Waller examined a wide range of novels, stories, plays, films and TV movies, including Bram Stoker's 1897 book Dracula; several film adaptations of Stoker's novel; F. W. Murnau's 1922 silent film Nosferatu; Richard Matheson's 1954 novel I Am Legend; Stephen King's 1975 book Salem's Lot; Werner Herzog's 1979 film Nosferatu the Vampyre; and George Romero's movies Night of the Living Dead (1968) and Dawn of the Dead (1979).
The new edition of The Living and the Undead features a new preface in which Waller positions his analysis in relation to the explosion of vampire and zombie films, fiction, and criticism in the past 25 years.
Representations of vampires in the 1930s during the Depression often dramatized a threat on the modern world from an older civilization. Other versions, such as depicted in Richard Matheson's 1954 book I Am Legend, clearly are about genocide and only could have been written after World War II. Night of the Living Dead arguably is an allegory of American society during the Vietnam War.
Waller said that the vampire legend has migrated successfully from one form of media to another through its history -- from written fiction to theatrical plays to the screen to comic books and graphic novels to TV series and back to motion pictures.
"It more of a cumulative history, in that one version doesn't displace the previous one. The previous ones still sort of remain in play ... There are residues as those stories get recycled," he said. "That's the interesting thing -- how does a story that's about eternal life get an eternal life and how does knowledge get passed on in these stories as the living struggle against the undead?
"To some degree, the story of The Living and the Undead is a social fable -- what does this non-living force threaten, where does it come from, what are its aspirations ... and what does it take to counter and destroy it?" he said. "But I am wary about too tight a connection (to topical links), because one of the features of popular storytelling -- especially where it's a rich story -- is that it doesn't lose those earlier versions."
In the book, Waller focuses on how stories about vampires and zombies also are about the living beings in those stories -- "especially the ones who get to kill the undead in the name of self-defense and survival." The many books, plays and movies speak to our questions about violence, how we undertake it and who benefits from it and who pays the price.
"It is a story where the heroic act, in the older versions at least, was to find a comatose body, get this object that has no other use in the universe, a sharpened stake, and run it through the heart of that creature, who could often at times be a beautiful woman," he said. "I was fascinated by the fact that my students almost all knew how to kill a vampire -- utterly useless knowledge."
Some of the most recent retellings, such as the Twilight series of books and movies and the TV series "True Blood," are more ambiguous in terms of heroes and villains -- not only reflecting changes in social values, but also reflecting the way commercial media operates today.

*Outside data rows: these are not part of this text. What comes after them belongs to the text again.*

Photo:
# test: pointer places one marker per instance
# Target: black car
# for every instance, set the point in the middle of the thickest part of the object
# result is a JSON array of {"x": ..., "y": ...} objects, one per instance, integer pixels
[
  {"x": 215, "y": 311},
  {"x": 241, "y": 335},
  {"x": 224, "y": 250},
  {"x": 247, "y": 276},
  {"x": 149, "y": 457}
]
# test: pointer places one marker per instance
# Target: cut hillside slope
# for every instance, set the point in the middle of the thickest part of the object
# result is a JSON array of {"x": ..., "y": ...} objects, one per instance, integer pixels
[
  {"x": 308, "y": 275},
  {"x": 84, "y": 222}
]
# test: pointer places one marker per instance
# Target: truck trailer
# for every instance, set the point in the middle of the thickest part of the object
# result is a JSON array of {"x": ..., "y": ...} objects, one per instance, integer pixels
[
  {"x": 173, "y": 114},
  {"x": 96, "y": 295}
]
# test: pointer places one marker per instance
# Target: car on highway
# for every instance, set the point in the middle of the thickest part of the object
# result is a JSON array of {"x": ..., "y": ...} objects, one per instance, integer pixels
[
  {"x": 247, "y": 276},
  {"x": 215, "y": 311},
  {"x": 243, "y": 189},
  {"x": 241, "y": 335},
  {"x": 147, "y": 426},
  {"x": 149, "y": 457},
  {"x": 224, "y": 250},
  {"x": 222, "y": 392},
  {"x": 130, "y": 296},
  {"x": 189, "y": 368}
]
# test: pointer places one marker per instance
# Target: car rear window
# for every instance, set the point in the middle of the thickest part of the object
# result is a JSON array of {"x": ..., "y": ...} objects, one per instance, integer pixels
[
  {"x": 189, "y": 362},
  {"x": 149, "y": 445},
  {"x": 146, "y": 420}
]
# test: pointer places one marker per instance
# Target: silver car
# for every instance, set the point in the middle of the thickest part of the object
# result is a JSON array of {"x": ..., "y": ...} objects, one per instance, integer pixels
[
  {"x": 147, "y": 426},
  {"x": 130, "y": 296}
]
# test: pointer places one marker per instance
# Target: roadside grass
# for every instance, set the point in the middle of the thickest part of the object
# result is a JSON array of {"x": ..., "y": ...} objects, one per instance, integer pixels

"To some degree, Dracula from 1931 was shaped by what classic Hollywood was capable of making then," Waller said. "Now seriality is key component of contemporary media -- this idea that you tell ongoing stories through multiple iterations or even that you plan it as a franchise, which seems to be the case with Twilight.
"Powerful, hungry, commanding, the vampire has always been, potentially at least, an object of desire," he said. "The way the story is told now has something to do, not just with the pre-teen and teen market and the particular anxieties that seem most troubling today, but also with how stories now circulate globally through different media, including the Internet."
Waller doesn't see the popularity of vampire and zombie characters waning any time soon. "It's got amazing legs and durability as a popular phenomenon across media," he said.